3. Energy-efficiency core: from passive energy saving to full-link optimization

Traditional CDUs have low heat-exchange efficiency (approach temperature of 4°C to 8°C) and a fixed operating mode that cannot adapt to IT load fluctuations. Consequently, the energy consumption is high, and the power usage effectiveness (PUE) cannot reach the target of 1.1. In comparison, Huawei TMU achieves an energy efficiency leap through three core technologies. It uses a 304 stainless steel plate heat exchanger that reduces the approach temperature to 3°C, decreasing the energy consumption of the primary-side cooling source by 15%. With adaptive load adjustment, Huawei TMU enables the pump to stay efficient. Using AI-based collaborative optimization (flow precisely controlled within 5%, idle-unit hibernation and wakeup, and historical-data algorithm iteration), it maximizes system-wide energy efficiency. Huawei TMU has an annual PUE of less than or equal to 1.12 in real-world projects, whereas traditional CDUs struggle to break the 1.4 PUE bottleneck.

4. Deployment core: from complex and slow rollout to plug-and-play

A traditional on-site CDU requires creation of a low-impedance bypass path through dedicated connection tools, cyclic cleaning, and handover. Cleaning alone takes 7 to 15 days. The processes are complex, and the rollout period is long, significantly affecting the production efficiency of intelligent computing power. In contrast, Huawei TMU is pre-cleaned before delivery and can be put into use after on-site cleaning that takes just one to two hours. Through modular design and prefabrication, Huawei TMU shortens the deployment cycle by more than 90%. It addresses the issues of slow rollout and challenging implementation encountered by traditional CDUs.

Future Evolution: From Distributed Control to System-Wide Intelligence

The market for the CDU, a core component of liquid cooling, is growing rapidly. It has become a key technology behind the high-density and green development of data centers. For example, the AIDC liquid cooling market in China reached CNY18.4 billion in 2024 and is expected to grow to CNY130 billion by 2029, according to the China Academy of Information and Communications Technology (CAICT). Expanding market scale, continuous technological advancement, and policy incentives are the key drivers of future CDU growth.
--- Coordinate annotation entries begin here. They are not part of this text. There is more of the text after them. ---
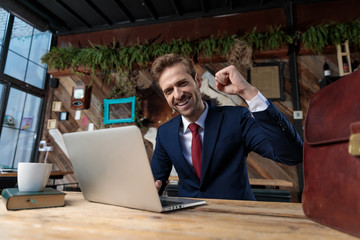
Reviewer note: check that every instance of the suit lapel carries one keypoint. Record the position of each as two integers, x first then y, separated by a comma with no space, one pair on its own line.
212,128
175,146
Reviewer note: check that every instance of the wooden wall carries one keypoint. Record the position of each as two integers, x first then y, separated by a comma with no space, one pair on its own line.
155,109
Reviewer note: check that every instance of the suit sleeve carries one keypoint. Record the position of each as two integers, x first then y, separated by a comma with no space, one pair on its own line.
161,164
273,136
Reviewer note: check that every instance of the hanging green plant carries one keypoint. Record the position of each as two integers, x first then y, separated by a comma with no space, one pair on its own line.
274,38
122,58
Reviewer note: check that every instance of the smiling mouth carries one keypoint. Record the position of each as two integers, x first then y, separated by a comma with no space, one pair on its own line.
183,102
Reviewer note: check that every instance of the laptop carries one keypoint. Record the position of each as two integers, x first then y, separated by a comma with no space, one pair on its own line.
112,167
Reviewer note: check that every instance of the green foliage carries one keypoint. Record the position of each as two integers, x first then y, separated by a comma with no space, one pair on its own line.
317,37
274,38
123,58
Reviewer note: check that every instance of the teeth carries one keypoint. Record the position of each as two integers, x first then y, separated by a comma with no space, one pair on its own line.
183,103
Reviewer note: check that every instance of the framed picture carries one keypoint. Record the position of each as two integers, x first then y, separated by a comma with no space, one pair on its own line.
268,78
120,110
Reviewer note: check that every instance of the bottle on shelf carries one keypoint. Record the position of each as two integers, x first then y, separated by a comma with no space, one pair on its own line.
345,65
326,68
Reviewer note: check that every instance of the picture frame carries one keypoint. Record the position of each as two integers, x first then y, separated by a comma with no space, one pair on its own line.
268,79
120,110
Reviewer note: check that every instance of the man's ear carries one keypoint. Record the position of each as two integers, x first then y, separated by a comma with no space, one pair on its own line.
198,79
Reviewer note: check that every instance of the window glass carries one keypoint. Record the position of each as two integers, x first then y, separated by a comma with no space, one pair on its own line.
21,38
35,75
39,46
15,66
23,154
14,108
30,117
3,23
19,130
1,95
8,142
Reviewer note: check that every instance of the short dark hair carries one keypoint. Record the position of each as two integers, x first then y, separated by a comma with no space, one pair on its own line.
169,60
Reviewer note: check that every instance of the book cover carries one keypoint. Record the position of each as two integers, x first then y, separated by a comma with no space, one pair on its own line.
16,200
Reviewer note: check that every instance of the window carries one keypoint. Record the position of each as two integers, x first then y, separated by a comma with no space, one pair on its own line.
22,89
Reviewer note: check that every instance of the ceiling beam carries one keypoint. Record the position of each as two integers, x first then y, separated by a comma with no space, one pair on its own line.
203,6
178,8
151,9
72,12
45,13
125,11
98,12
24,13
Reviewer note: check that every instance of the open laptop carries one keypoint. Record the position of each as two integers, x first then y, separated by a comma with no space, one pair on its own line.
112,167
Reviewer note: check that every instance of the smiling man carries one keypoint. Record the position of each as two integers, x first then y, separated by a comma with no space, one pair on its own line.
208,145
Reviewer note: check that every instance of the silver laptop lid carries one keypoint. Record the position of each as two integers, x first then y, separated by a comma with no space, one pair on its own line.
112,167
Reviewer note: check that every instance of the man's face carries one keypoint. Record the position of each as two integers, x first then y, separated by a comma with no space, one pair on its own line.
182,91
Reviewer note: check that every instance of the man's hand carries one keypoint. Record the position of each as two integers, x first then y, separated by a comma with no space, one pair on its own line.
158,184
229,80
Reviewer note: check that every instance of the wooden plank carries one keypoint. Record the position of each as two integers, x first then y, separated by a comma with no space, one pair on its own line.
218,219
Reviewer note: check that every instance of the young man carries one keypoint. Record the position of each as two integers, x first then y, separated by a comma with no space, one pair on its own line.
215,167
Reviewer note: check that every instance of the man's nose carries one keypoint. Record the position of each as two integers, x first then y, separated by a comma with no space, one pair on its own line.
177,93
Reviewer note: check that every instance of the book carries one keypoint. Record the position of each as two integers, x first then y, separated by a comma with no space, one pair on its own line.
16,200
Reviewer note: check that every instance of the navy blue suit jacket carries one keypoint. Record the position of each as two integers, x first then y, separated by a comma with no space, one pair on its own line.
230,134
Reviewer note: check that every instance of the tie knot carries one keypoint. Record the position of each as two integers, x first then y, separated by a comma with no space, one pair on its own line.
193,127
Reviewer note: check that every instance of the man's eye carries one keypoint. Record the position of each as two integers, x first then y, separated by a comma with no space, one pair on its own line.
182,84
168,92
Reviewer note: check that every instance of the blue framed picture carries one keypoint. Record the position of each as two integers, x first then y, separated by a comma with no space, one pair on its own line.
120,110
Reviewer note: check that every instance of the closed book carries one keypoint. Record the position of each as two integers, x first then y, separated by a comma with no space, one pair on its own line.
16,200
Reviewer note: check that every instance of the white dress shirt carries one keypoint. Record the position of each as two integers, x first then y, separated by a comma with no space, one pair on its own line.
257,104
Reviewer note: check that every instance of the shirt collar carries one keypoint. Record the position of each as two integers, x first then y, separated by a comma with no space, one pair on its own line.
200,121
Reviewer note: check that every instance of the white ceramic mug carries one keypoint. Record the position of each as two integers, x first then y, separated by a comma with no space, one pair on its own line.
32,177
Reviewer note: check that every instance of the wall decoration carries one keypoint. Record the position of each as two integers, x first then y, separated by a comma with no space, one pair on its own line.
63,116
119,110
80,98
268,78
26,123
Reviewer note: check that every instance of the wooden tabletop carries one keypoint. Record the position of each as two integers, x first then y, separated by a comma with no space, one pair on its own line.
218,219
53,173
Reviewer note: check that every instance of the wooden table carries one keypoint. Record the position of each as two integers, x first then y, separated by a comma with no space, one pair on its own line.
53,174
219,219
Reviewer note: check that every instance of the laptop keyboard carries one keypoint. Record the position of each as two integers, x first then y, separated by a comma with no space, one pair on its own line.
166,203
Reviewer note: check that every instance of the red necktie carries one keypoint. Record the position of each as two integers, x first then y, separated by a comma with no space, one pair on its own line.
196,148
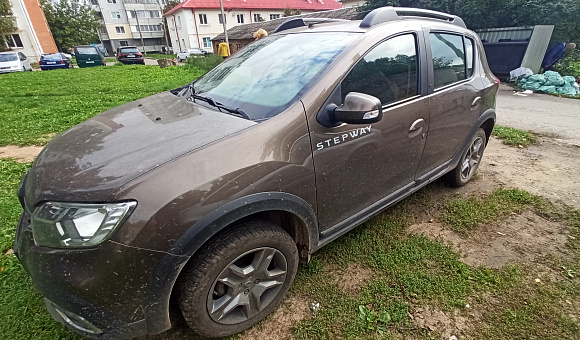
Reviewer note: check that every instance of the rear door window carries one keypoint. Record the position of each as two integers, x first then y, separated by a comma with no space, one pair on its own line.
86,50
450,63
388,71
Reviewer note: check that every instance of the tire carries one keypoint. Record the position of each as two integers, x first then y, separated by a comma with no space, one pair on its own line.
269,259
469,161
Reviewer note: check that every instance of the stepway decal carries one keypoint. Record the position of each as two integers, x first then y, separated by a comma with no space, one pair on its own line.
346,136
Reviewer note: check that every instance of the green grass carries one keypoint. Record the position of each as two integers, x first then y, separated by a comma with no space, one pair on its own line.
205,63
36,105
157,56
466,214
514,137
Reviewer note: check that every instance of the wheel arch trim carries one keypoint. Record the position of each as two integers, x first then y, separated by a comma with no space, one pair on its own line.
166,274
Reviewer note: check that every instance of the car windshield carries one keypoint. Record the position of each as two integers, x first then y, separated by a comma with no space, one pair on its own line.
8,57
264,78
130,50
86,50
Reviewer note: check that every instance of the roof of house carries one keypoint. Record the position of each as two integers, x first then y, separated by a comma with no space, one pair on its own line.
247,31
315,5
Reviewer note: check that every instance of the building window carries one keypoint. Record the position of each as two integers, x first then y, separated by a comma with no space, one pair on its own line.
13,41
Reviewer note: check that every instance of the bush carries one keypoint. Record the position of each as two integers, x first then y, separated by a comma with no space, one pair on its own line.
205,63
569,65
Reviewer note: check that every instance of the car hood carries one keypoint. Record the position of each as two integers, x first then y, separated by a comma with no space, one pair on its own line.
88,162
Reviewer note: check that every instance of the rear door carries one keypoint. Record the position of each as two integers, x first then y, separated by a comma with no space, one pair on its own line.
455,100
359,166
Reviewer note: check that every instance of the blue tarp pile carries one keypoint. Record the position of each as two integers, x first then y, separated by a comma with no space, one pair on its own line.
550,82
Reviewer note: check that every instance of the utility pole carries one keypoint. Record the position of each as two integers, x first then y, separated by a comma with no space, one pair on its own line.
163,24
139,29
224,22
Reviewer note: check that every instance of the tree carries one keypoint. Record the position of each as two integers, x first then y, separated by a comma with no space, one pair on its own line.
6,24
72,23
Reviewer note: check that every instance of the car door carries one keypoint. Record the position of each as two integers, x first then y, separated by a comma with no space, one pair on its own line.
455,99
359,166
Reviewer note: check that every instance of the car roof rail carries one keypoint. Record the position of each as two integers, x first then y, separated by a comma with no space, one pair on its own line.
299,22
387,14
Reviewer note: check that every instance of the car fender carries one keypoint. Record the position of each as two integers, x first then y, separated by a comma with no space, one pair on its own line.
166,274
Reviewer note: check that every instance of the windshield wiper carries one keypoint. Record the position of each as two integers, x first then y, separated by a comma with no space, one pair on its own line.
218,105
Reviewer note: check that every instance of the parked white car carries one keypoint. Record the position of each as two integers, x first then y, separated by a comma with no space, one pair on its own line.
183,55
14,62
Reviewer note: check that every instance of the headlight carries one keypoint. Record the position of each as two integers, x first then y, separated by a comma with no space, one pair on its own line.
75,225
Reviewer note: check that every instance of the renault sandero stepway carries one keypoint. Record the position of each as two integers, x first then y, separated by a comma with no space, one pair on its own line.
211,194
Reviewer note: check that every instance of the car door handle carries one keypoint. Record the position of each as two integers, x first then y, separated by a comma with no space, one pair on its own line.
419,123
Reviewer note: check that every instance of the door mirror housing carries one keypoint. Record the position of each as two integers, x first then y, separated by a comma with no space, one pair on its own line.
359,108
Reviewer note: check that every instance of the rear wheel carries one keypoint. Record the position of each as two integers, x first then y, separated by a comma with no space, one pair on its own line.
238,279
469,162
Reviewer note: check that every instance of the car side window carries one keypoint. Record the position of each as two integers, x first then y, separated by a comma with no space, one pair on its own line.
449,58
388,71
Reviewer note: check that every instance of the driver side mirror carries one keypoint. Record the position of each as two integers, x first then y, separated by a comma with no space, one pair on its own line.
359,108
The CDU's evolution from a simple coolant distribution unit to the intelligent control center of a liquid cooling system is more than just a technological upgrade. It represents the leap in AIDC liquid cooling systems from distributed control to system-wide intelligence. Future CDU advancements will focus on three key directions:

• Evolving from a single function to system-wide intelligence;

• Shifting from passive to predictive maintenance;

• Transitioning from standalone operation into group-based collaborative autonomy.

As demand for intelligent computing power soars, the CDU's evolution into an intelligent core will be the key to the liquid cooling industry's competitiveness. Huawei TMU represents not just an upgrade over traditional CDUs, but a reconstruction of the AIDC liquid cooling system. As an intelligent core, it offers autonomous decision-making and intelligent optimization capabilities for a liquid cooling system, resulting in breakthroughs across safety, reliability, O&M convenience, energy efficiency, and deployment efficiency. It sets a new standard for liquid cooling control units, driving the high-density, green, and intelligent development of AIDCs.

The implementation of Huawei TMU demonstrates this trend. By upgrading from a coolant distributor to an intelligent core, the TMU resolves pain points of liquid cooling systems and, more importantly, enables high-quality AIDC development.